Wednesday, August 25, 2010
Thursday, August 19, 2010
Unfortunately, our old CW passes had expired since the last time we were here, and we hadn't planned enough time in the historic district to justify new passes. Fortunately, you can still visit a few shops and take in the ambience of the old town even without a pass. In this photo, Karen and Gretel approach the Mary Dickinson Store to check on any changes in the inventory since we were here last. The clerk at this store requested we cross the street to the Greenhow Store where there was a clerk that had admired the girls' hats earlier and wanted to chat.
After a bit of inquiry we met Jacki, a homeschooling mom that had worked as a milliner in the past and had a large collection of hats. Jacki told us she also enjoys feminine dress and encouraged Karen and Gretel to continue collecting hats (fortunately we don't have 400 like Jacki). The visit was enjoyable enough that we will look for Jacki at the Greenhow Store when we visit CW again.

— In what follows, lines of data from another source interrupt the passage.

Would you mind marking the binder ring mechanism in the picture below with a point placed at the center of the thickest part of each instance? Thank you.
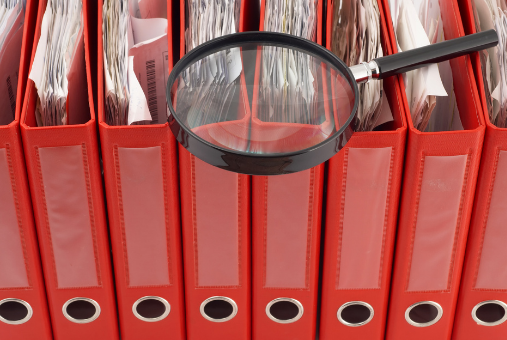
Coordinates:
(219, 309)
(424, 313)
(81, 310)
(213, 115)
(284, 310)
(490, 313)
(151, 308)
(355, 313)
(15, 311)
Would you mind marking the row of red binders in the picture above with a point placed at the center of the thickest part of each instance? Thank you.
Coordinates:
(410, 247)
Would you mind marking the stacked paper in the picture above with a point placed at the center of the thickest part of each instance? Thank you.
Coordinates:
(12, 18)
(135, 61)
(491, 14)
(356, 39)
(288, 76)
(430, 90)
(59, 64)
(210, 85)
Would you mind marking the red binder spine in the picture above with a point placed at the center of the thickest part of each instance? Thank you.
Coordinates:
(438, 189)
(286, 239)
(24, 312)
(285, 246)
(141, 181)
(482, 304)
(359, 242)
(216, 244)
(215, 215)
(65, 183)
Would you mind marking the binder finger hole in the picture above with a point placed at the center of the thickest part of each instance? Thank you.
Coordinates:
(151, 308)
(355, 313)
(490, 313)
(219, 309)
(284, 310)
(423, 314)
(15, 311)
(81, 310)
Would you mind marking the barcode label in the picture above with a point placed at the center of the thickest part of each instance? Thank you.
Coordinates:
(12, 98)
(152, 90)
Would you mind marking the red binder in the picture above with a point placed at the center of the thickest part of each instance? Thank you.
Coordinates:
(23, 307)
(436, 203)
(286, 217)
(482, 304)
(65, 182)
(141, 181)
(215, 210)
(363, 191)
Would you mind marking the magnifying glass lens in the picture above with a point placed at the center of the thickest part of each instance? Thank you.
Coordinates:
(263, 98)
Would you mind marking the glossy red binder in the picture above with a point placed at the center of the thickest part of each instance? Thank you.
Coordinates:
(141, 181)
(481, 312)
(66, 186)
(286, 218)
(436, 204)
(24, 312)
(363, 190)
(215, 215)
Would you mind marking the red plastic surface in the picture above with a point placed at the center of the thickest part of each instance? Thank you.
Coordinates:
(287, 236)
(19, 240)
(348, 219)
(421, 147)
(215, 208)
(367, 184)
(38, 140)
(286, 225)
(484, 273)
(141, 181)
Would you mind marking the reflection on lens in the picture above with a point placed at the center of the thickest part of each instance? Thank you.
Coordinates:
(262, 112)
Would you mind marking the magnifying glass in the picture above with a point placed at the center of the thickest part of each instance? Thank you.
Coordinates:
(264, 103)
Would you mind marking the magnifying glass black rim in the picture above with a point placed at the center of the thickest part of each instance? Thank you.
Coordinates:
(252, 163)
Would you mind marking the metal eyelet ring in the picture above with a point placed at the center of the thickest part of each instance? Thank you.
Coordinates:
(351, 304)
(486, 303)
(84, 320)
(157, 299)
(28, 316)
(206, 303)
(294, 302)
(433, 321)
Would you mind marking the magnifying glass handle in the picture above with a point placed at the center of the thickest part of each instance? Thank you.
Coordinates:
(402, 62)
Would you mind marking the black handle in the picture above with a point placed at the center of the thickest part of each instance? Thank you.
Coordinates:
(419, 57)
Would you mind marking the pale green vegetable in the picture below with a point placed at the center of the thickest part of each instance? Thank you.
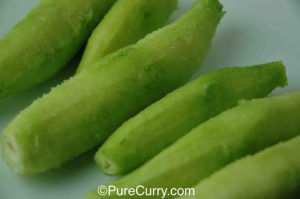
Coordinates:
(161, 124)
(82, 112)
(240, 131)
(45, 41)
(126, 23)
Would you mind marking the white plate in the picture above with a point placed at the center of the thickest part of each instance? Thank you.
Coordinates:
(251, 32)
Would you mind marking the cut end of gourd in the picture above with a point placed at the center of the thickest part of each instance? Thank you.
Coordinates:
(11, 154)
(107, 165)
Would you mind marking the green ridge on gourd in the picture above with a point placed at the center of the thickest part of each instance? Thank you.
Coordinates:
(45, 41)
(125, 23)
(235, 133)
(162, 123)
(271, 174)
(82, 112)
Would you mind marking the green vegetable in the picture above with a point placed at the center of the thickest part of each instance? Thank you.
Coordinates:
(246, 129)
(45, 41)
(82, 112)
(272, 173)
(161, 124)
(126, 23)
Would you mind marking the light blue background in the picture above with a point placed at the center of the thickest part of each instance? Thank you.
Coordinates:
(251, 32)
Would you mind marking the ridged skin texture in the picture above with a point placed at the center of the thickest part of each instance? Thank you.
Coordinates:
(126, 23)
(246, 129)
(45, 41)
(83, 111)
(164, 122)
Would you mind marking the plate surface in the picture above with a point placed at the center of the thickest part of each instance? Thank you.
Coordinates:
(251, 32)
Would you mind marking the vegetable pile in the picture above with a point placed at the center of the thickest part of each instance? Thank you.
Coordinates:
(219, 133)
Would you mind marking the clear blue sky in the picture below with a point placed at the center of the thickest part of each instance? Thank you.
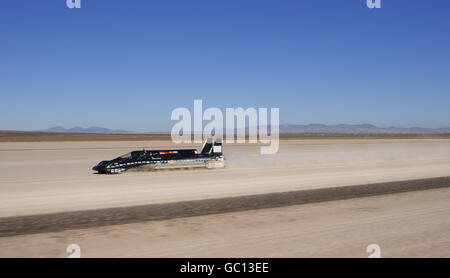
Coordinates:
(127, 64)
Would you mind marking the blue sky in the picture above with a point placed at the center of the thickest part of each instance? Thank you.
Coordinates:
(127, 64)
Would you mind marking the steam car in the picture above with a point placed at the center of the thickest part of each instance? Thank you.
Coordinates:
(210, 156)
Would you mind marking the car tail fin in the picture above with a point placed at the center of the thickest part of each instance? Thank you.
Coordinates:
(217, 148)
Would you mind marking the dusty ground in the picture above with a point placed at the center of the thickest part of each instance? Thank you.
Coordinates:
(414, 224)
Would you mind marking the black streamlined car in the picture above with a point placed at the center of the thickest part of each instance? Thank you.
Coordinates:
(210, 156)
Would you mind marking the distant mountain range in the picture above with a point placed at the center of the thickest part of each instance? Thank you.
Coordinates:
(290, 129)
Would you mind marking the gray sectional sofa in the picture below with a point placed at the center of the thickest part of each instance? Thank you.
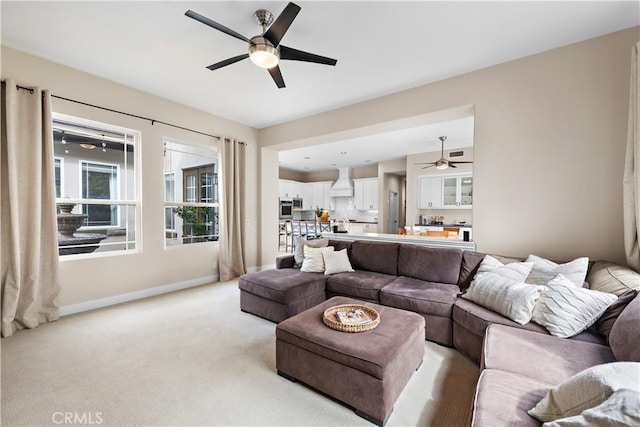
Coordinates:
(519, 362)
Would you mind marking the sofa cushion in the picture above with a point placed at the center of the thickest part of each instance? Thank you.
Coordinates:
(283, 286)
(620, 409)
(512, 270)
(586, 390)
(544, 270)
(476, 318)
(470, 262)
(508, 297)
(623, 338)
(609, 317)
(379, 257)
(299, 242)
(441, 265)
(359, 284)
(540, 356)
(503, 399)
(340, 245)
(419, 296)
(613, 278)
(566, 310)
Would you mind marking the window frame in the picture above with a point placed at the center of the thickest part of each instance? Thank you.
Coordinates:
(134, 201)
(81, 163)
(181, 204)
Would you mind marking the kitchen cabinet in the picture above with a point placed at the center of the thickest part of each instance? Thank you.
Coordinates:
(307, 197)
(457, 191)
(317, 195)
(429, 192)
(327, 202)
(365, 195)
(290, 189)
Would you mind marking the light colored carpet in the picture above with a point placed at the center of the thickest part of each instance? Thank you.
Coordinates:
(192, 358)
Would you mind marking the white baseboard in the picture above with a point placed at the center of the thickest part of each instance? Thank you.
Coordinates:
(130, 296)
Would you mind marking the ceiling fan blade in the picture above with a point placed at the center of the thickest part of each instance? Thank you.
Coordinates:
(214, 24)
(299, 55)
(276, 75)
(280, 26)
(228, 61)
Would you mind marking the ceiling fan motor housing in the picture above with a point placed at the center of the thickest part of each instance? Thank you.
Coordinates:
(263, 53)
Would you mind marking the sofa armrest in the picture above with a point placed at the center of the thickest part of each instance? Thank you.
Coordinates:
(285, 261)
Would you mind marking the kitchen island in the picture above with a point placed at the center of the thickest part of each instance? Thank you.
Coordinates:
(434, 242)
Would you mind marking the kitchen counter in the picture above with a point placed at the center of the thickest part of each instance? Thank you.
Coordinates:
(434, 242)
(443, 225)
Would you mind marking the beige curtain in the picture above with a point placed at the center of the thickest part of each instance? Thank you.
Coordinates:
(631, 182)
(30, 281)
(231, 158)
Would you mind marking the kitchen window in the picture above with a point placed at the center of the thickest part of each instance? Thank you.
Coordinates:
(97, 186)
(191, 194)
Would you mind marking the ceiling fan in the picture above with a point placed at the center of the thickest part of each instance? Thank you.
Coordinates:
(265, 49)
(442, 163)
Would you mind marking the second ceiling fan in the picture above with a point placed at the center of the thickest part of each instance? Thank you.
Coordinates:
(265, 50)
(442, 163)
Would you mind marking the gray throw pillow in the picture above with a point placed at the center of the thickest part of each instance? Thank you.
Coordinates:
(300, 241)
(609, 317)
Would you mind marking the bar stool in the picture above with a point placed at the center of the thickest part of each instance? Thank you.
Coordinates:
(312, 229)
(325, 227)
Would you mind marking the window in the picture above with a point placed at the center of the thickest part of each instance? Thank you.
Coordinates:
(169, 196)
(191, 194)
(97, 186)
(99, 181)
(58, 175)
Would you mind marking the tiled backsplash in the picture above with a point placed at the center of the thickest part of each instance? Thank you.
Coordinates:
(451, 216)
(343, 210)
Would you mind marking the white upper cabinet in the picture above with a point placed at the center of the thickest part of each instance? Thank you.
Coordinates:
(290, 189)
(429, 192)
(457, 191)
(365, 194)
(445, 192)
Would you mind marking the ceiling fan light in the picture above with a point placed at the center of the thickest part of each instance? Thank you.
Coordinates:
(263, 53)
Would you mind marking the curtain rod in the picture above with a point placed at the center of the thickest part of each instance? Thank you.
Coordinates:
(153, 121)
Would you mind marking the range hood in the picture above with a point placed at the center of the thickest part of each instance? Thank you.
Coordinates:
(343, 187)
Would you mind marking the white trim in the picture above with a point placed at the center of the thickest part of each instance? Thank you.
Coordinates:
(66, 310)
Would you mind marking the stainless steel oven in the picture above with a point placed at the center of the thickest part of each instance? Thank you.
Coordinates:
(286, 208)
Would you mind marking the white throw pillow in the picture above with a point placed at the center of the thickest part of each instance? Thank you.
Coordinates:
(336, 262)
(299, 244)
(313, 260)
(566, 310)
(621, 409)
(510, 298)
(515, 270)
(586, 389)
(544, 270)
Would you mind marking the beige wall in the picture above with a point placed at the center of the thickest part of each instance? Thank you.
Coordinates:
(549, 144)
(89, 279)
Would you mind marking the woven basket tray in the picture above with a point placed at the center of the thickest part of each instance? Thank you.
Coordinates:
(331, 319)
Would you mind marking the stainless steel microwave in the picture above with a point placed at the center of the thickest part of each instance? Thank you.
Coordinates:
(286, 209)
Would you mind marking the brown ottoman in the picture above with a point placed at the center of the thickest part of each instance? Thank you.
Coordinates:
(280, 293)
(365, 370)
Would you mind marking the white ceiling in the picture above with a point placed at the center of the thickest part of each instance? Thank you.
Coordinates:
(367, 150)
(381, 48)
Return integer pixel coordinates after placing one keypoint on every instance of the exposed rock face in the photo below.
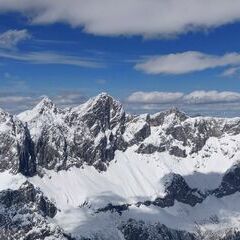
(139, 230)
(24, 215)
(49, 138)
(16, 147)
(27, 159)
(230, 182)
(92, 132)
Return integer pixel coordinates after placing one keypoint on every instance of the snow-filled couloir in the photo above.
(107, 174)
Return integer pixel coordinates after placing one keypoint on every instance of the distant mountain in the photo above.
(97, 172)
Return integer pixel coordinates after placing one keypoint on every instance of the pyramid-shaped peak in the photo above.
(45, 103)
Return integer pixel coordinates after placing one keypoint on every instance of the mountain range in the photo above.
(97, 172)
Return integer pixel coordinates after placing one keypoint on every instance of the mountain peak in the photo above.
(45, 102)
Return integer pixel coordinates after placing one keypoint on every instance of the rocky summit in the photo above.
(96, 172)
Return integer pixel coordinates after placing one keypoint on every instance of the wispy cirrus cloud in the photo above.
(186, 62)
(45, 57)
(149, 18)
(154, 97)
(11, 38)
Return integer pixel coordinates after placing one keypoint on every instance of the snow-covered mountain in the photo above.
(97, 172)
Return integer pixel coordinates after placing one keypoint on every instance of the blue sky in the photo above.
(150, 64)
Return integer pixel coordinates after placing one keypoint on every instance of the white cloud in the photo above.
(51, 58)
(154, 97)
(186, 62)
(195, 97)
(205, 97)
(11, 38)
(161, 18)
(230, 71)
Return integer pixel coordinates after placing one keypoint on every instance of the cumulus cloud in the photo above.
(186, 62)
(149, 18)
(205, 97)
(154, 97)
(11, 38)
(51, 58)
(211, 103)
(230, 71)
(195, 97)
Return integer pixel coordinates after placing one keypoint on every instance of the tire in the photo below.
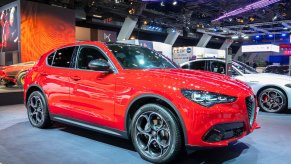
(156, 134)
(272, 100)
(20, 79)
(9, 84)
(37, 110)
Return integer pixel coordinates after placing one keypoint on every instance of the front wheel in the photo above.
(37, 110)
(156, 134)
(272, 100)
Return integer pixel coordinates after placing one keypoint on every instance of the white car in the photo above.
(273, 91)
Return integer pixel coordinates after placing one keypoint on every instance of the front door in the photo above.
(93, 92)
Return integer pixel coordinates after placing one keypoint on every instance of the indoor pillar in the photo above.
(127, 28)
(238, 54)
(204, 40)
(2, 58)
(172, 37)
(226, 44)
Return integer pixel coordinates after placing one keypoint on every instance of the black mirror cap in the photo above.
(99, 65)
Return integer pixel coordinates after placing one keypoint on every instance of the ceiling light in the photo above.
(175, 3)
(97, 16)
(256, 5)
(246, 37)
(234, 37)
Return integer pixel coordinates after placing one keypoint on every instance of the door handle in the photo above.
(43, 74)
(76, 78)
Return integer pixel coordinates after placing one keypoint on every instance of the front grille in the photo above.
(251, 105)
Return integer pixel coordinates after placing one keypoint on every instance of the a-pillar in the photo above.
(226, 44)
(204, 40)
(127, 28)
(172, 37)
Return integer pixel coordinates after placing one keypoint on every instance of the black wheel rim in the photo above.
(35, 110)
(271, 101)
(152, 134)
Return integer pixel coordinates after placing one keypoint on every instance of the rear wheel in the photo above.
(20, 79)
(37, 110)
(272, 100)
(156, 134)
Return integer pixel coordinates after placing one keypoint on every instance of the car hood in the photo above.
(197, 80)
(267, 78)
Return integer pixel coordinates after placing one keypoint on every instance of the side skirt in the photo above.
(89, 126)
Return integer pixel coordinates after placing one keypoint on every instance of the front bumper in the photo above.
(6, 78)
(219, 125)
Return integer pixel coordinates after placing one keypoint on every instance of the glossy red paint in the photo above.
(10, 73)
(104, 99)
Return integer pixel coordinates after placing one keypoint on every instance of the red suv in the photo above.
(132, 92)
(14, 74)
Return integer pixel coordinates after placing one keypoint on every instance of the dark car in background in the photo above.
(277, 69)
(14, 74)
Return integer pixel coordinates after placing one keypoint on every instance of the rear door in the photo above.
(92, 92)
(56, 82)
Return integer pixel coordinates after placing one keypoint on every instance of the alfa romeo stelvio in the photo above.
(136, 93)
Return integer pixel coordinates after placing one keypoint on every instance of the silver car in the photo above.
(273, 91)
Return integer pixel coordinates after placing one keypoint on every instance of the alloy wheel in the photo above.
(152, 134)
(35, 110)
(271, 100)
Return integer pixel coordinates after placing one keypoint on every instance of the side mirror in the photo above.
(99, 65)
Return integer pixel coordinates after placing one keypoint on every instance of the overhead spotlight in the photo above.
(131, 11)
(246, 37)
(234, 37)
(275, 18)
(175, 3)
(252, 19)
(258, 36)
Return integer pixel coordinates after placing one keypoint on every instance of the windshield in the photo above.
(136, 57)
(245, 69)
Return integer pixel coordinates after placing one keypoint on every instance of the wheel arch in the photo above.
(153, 98)
(32, 88)
(273, 86)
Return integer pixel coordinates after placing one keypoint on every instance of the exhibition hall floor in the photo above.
(22, 144)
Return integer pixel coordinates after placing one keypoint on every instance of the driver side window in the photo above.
(87, 54)
(217, 67)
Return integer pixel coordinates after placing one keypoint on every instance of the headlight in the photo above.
(207, 99)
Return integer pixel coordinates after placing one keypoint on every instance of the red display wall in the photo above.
(43, 28)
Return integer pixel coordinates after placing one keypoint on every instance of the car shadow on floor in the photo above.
(214, 155)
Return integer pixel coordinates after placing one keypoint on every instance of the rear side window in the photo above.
(198, 65)
(50, 58)
(87, 54)
(62, 57)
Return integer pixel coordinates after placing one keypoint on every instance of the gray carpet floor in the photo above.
(22, 144)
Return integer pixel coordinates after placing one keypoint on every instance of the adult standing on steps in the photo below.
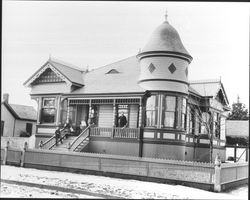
(58, 136)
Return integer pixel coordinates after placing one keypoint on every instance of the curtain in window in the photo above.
(151, 111)
(170, 108)
(183, 113)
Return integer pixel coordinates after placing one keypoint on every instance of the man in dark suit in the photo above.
(123, 120)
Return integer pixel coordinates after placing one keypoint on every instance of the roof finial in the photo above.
(166, 15)
(238, 99)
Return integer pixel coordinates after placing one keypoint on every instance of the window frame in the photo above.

Virginia looks a little different in August than it does in the spring or fall, and it wasn't difficult to notice the difference around CW. The appearance of this garden is a pitiful shadow of its spring display.
Lily was still busy with hand sewing Sunday evening, and probably will be busy for awhile until this gown is finished. We'll try to post some more photos of the garment in progress, so you can get a better idea of what it looks like.
Since we hit the road for home Monday morning, that's all for our report from Virginia this time. Thanks for visiting!
Sunday, August 15, 2010
Built in 1719, Henry didn't own and occupy this 3,100 square foot home until around 1772. This is actually the back of the house, but I think it's more photogenic than the front, and this is the direction from which visitors to the property approach now. Several reconstructed outbuildings surround the yard now, although there were doubtless many more on the 960 acres when Henry lived here.
This small building covers a dry well in the backyard that is 29 feet deep, and reported to hold a temperature of 42 degrees F all year round. Is that possible? Our tour guide thought it was unlikely that they used this pit for ice storage, and suggested they probably had a dedicated ice house somewhere else on the property.
Finally, back to Lily's polonaise gown progress. These pieces compose the back of the garment, and have been hand sewn together with Lily's typical care.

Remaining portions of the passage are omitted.